Ağaç Ev Sohbetleri 139


 Ağaç Ev Sohbetleri'nin bu haftaki konusunu sevgili Kuyruksuz Kedi/Manxcat belirlemiş. Yine yanıtlaması zor sorulardan bir olmuş sanki...

Eğer dışarıdan biri gibi kendine bakıp kendini övecek olsan ne derdin? Kendinin hangi özelliğini/özelliklerini takdir ederdin? (Belki de "İnsanların, senin en çok hangi niteliğinin değerini bilmesini istersin?" diye de düşünebiliriz soruyu) "

Klasik bir söz vardır hani "Sen kendini övme, başkaları övsün" Oldukça doğru gelir bu söz bana. Yaptığın iyi şeyler, doğru hareketler başkaları tarafından değerlendirilmeli diye düşünürüm ben de. Hoş her zaman senin doğrun başkaları tarafından takdir edilmeyebilir. ya da görmezden gelinir. İşte kıskançlık girer araya, çekememezlik... ne bileyim bir biçimde görünmez olursun orası başka. 

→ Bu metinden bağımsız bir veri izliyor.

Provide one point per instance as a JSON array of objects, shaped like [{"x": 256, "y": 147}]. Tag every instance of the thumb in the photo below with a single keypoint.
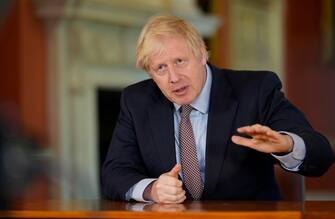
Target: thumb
[{"x": 175, "y": 170}]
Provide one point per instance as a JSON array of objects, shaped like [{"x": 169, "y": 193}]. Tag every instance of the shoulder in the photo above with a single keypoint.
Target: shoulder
[
  {"x": 245, "y": 80},
  {"x": 141, "y": 93}
]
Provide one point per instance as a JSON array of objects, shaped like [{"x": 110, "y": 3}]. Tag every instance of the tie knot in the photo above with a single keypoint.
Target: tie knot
[{"x": 186, "y": 110}]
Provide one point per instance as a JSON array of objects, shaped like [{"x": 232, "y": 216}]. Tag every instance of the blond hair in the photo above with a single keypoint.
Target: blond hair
[{"x": 165, "y": 25}]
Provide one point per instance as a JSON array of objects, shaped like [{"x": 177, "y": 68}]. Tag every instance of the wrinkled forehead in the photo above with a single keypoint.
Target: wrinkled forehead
[{"x": 161, "y": 44}]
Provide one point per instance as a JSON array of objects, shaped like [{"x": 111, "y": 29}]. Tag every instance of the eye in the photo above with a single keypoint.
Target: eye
[
  {"x": 180, "y": 61},
  {"x": 160, "y": 68}
]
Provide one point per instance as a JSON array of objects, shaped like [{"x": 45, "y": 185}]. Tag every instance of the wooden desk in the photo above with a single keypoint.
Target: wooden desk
[{"x": 193, "y": 210}]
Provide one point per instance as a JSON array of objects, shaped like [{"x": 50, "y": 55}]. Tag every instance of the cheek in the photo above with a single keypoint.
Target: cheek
[{"x": 163, "y": 85}]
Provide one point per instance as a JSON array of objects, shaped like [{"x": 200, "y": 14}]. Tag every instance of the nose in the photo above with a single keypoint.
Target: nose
[{"x": 173, "y": 75}]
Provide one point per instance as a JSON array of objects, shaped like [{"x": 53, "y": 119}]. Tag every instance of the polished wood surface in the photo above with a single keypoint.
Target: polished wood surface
[
  {"x": 110, "y": 209},
  {"x": 194, "y": 210}
]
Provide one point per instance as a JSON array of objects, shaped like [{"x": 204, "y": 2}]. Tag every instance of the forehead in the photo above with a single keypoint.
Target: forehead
[{"x": 169, "y": 47}]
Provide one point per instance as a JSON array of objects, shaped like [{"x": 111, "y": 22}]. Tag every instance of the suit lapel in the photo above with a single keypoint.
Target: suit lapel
[
  {"x": 162, "y": 129},
  {"x": 222, "y": 108}
]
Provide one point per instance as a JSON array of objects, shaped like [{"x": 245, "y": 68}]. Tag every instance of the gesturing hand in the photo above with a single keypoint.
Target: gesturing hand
[
  {"x": 168, "y": 188},
  {"x": 263, "y": 139}
]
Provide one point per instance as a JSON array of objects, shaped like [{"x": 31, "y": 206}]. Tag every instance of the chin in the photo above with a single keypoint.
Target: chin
[{"x": 183, "y": 101}]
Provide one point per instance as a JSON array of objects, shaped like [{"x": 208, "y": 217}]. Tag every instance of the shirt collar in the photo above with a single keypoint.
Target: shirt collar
[{"x": 201, "y": 103}]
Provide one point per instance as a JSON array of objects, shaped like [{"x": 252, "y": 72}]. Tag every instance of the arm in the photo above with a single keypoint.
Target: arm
[
  {"x": 123, "y": 166},
  {"x": 276, "y": 114},
  {"x": 124, "y": 169}
]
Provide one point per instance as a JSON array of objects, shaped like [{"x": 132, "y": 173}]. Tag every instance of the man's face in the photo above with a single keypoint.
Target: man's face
[{"x": 179, "y": 74}]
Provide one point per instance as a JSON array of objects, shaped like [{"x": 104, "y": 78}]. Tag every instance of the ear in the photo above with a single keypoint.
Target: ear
[{"x": 204, "y": 56}]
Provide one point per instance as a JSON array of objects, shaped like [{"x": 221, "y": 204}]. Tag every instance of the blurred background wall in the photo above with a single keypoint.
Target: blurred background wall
[{"x": 63, "y": 64}]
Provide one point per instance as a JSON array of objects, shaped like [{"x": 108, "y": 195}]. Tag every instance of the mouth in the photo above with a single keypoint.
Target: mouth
[{"x": 180, "y": 91}]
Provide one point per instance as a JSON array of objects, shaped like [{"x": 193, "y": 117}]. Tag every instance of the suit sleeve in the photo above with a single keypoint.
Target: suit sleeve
[
  {"x": 278, "y": 113},
  {"x": 123, "y": 166}
]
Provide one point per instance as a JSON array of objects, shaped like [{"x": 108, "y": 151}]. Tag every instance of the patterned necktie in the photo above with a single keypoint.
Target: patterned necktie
[{"x": 188, "y": 154}]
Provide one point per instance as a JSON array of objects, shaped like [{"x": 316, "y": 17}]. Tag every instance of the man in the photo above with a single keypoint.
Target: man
[{"x": 198, "y": 132}]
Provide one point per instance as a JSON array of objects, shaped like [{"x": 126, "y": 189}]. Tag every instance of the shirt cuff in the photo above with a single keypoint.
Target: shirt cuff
[
  {"x": 136, "y": 191},
  {"x": 293, "y": 160}
]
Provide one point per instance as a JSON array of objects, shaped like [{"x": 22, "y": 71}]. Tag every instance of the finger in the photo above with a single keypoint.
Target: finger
[
  {"x": 243, "y": 141},
  {"x": 175, "y": 171},
  {"x": 167, "y": 180},
  {"x": 167, "y": 198},
  {"x": 172, "y": 190}
]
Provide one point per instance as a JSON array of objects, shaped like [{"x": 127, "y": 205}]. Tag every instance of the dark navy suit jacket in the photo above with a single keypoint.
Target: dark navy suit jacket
[{"x": 143, "y": 144}]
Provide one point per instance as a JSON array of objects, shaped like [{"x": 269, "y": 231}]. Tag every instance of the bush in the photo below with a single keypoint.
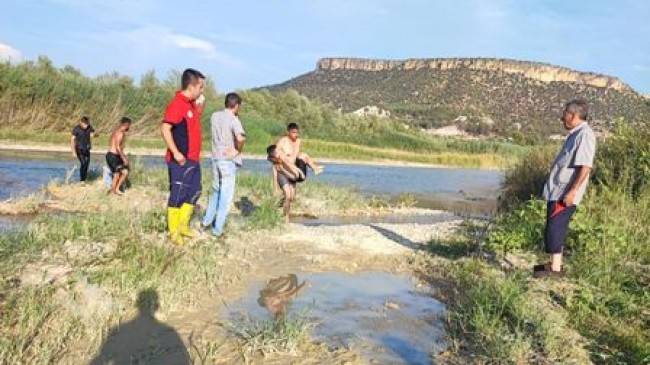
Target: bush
[
  {"x": 526, "y": 179},
  {"x": 623, "y": 160}
]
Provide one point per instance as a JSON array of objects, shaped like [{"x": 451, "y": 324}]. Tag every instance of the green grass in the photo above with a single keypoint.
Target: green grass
[
  {"x": 598, "y": 313},
  {"x": 270, "y": 336},
  {"x": 120, "y": 254},
  {"x": 40, "y": 97}
]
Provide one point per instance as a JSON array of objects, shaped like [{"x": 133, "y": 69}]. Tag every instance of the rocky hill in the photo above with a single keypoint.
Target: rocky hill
[{"x": 492, "y": 95}]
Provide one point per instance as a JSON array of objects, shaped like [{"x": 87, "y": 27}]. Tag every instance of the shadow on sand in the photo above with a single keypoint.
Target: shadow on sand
[{"x": 143, "y": 340}]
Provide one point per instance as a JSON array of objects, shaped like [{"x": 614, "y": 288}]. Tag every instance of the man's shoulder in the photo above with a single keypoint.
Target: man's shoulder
[
  {"x": 222, "y": 114},
  {"x": 586, "y": 132}
]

Peki ben en çok hangi yanımı severim? Sözüme güvenilir, doğruları konuşan bir insanımdır. Hatta bu yüzden en yakınımdakilerle bile çokça çatıştığım olmuştur. Annemden sık sık "politik ol, politik davran" uyarıları da almışımdır. Olsun ben doğrusunu diyeyim de sevmesinler. Bu doğru illa benim yakın çevremi de ilgilendirmemeli. Hiç tanımadığım biri için bile konuşabilirim. Çatır çatır ya da deli karılar gibi kavga da edebilirim icabında. 

Doğayı severim, korurum, artsın diye uğraşırım. Elime bir hayvanı alıp sevemem ama vakti zamanında çocukların taş attığı sokak köpeğini korumak için günce üç kez bahçede nöbet tutmuşluğum var. 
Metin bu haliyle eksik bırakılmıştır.